Fenerbahçe fans march for ‘justice’

ISTANBUL
Fenerbahçe fans march for ‘justice’

AA Photo

Thousands of Fenerbahçe fans gathered on Istanbul’s Anatolian side on Feb. 16 to protest a match-fixing verdict putting the club’s chairman at risk of a lifetime ban from football.

The club’s supporter groups and the board called on the fans to gather before the Spor Toto Super League game against Kasımpaşa, but the occasion was much more than a football match.

“Establish a [political] party, Aziz Yıldırım,” fans chanted to the Fenerbahçe chairman, whose six-year, three-month sentence for attempting to manipulate football games and forming an unarmed gang was approved by the Turkish Supreme Court of Appeals last month.

Yıldırım has applied to the Constitutional Court against his sentence, but if he loses the appeal, he will have to step down as the Fenerbahçe chairman, after 13 years at the helm, where he oversaw five Turkish league titles. The last one, however, came under scrutiny with the match-fixing case, which focused on the 2010-2011 Turkish championship.

Yıldırım, along with many Fenerbahçe fans, have championed the idea that the case was a plot to take over the coveted seat at the popular sports club, with an estimated 20 million-strong fan base.
“As I said from the very beginning, the court case regarding match-fixing in Turkey is a political case, and the ruling of this case has also been made politically,” Yıldırım said last month. “I do not respect or recognize this ruling.”

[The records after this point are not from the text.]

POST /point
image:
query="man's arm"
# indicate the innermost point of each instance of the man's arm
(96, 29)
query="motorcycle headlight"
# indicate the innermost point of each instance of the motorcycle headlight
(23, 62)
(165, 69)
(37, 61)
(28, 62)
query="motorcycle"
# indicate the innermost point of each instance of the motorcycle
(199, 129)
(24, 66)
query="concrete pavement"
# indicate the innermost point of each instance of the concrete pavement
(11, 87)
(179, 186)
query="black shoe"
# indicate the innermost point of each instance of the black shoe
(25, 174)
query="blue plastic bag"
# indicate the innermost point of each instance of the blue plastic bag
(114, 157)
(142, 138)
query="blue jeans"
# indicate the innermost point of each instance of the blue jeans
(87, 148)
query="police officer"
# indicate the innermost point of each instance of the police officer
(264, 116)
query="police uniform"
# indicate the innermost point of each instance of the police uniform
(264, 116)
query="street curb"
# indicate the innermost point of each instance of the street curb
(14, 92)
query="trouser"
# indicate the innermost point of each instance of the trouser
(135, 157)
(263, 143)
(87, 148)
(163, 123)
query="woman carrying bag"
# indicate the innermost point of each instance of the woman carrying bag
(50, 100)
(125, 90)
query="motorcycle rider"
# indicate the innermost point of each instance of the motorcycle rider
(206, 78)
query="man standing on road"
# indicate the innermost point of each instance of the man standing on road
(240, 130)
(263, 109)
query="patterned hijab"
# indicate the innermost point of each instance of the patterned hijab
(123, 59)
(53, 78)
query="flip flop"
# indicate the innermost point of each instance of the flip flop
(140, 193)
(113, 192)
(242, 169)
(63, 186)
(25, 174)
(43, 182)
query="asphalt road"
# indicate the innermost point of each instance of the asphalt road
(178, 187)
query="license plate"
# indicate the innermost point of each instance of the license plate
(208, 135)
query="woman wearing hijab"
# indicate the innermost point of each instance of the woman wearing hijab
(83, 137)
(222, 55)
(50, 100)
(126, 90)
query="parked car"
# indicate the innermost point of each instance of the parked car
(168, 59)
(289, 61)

Turkish Prime Minister Recep Tayyip Erdoğan, whose government is battling a wide-ranging corruption investigation, has also criticized the court’s ruling.

Erdoğan, who has cast the corruption scandal swirling around his government as a smear campaign by a “parallel state” within the judiciary, defended Yıldırım, saying he was the victim of a similar plot.
“The parallel state took a very finely calculated step here as well,” Erdoğan told a press conference on Jan. 20.

The prime minister’s supporters say the followers of U.S.-based Islamic scholar Fethullah Gülen, whose “Cemaat” (community in Turkish) network is influential within the police and judiciary, are behind the corruption probe.

Unlike Erdoğan, however, Yıldırım has consistently defended the idea that the match-fixing case was politically motivated, famously saying during a hearing: “What match-fixing? The country is going down the drain, and they are talking about match-fixing.”

On Feb. 16, however, Fenerbahçe fans rallying in Kadıköy did not appear on the same page as Erdoğan.

They criticized him with the slogan “Thief Tayyip Erdoğan,” referring to the graft probe, as they did in some home matches this season.

The family of Ali İsmail Korkmaz, one of the protesters killed during last year’s anti-government Gezi Park protests, was also present following an invitation from the fans. Korkmaz, 19, was a Fenerbahçe fan, and a song devoted to him has become a fixture among Fener fans during this year’s games.